Thanks to the Medical Center for Female Sexuality for inviting me to join in as a guest blogger. I’m excited to be sharing this page with the talented group at the Center for Female Sexuality.
By way of introduction — I’m an Associate Clinical Professor of Psychiatry at Mount Sinai School of Medicine and practice psychotherapy and sex therapy here in NYC. My blog is my attempt to reconcile my medical, psychiatric, psychological, and sexological selves – sort of a one-man group therapy, as it were. I’m also a guest expert on sexualhealth.com and have lectured locally and nationally on issues in human sexuality. I’m particularly interested in the problems of sexuality in marriage and other romantic partnerships; current controversies regarding the “medicalization of sexuality;” sexual psychology in popular culture; and the diversity of individuals’ sexual selves, particularly between men’s and women’s sexual perspectives.
Bat Sheva felt it might be interesting for Better Sex Blog to be leavened occasionally by the perspective of a male local sex therapist. I didn’t have to be asked twice.
This week, as chance would have it, Bat Sheva and I both had occasion to blog about the same subject: pornography. But our approaches were so radically different that I had to mention it. My post, “Men and Their Computers Alone Together” was prompted by some recent news that high-ranking SEC officials had been surfing lots of porn in the office during the months leading up to the recent banking crisis. I discussed the mischief that online porn can cause for susceptible men. I sent it to Bat Sheva to read, and her response was “I am worried when people are told no porn — ever — because it can get out of control. Looking at porn once in a while might be fun, normal, even a good tool for some men or couples.” Coincidentally, her post from the same day, “What’s the Deal with Porn?” cites research showing that porn might be good for society: that increased pornography use correlates with decreased incidence of sex crimes.
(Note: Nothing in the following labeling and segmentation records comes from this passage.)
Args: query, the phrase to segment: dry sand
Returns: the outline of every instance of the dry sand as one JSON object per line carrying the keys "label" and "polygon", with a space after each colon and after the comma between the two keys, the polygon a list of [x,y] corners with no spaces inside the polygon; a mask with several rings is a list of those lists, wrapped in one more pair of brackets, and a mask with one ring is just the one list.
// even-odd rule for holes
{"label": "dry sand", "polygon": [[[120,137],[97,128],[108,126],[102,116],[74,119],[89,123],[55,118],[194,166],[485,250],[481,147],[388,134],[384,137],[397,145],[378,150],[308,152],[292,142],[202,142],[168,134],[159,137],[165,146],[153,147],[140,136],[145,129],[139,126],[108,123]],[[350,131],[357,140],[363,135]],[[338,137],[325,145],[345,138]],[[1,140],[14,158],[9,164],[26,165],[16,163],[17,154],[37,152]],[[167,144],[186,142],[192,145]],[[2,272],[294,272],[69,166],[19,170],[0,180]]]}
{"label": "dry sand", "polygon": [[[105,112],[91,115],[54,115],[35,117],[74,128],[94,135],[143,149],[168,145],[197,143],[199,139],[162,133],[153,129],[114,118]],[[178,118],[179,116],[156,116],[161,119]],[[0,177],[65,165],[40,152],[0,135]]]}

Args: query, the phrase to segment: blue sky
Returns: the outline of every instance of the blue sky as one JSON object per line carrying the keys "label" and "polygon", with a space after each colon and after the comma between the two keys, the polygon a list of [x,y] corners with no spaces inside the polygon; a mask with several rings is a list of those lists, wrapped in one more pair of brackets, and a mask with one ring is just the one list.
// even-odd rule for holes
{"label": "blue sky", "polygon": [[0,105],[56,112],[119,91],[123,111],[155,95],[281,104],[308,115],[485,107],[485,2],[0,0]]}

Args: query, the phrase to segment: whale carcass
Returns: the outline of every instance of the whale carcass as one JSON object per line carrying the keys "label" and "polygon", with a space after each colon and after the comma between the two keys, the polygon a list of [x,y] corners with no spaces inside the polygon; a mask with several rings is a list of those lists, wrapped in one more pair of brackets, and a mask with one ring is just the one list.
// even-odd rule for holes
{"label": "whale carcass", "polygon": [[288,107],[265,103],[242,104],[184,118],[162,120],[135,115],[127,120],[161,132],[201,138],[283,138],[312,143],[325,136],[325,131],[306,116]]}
OK, so why would two sex therapists notice such different things in the news, and come at the subject from such opposite perspectives? My guess: She’s worried about women receiving messages that what they may do or want sexually is bad or wrong. Her daily work is to encourage women to free themselves from such negative judgments, in order to become more sexually alive. With men, such negative messages don’t seem to be as much of a problem. But it’s extremely common in my office for a man’s compulsive use of internet pornography to have caused big problems — such as stunting his emotional development, dulling his sexual feelings, and leading to problems in his work and marriage.
Different corners of the world — very different points of reference. At any rate, I’m happy to be here, and I hope we all learn much from each other.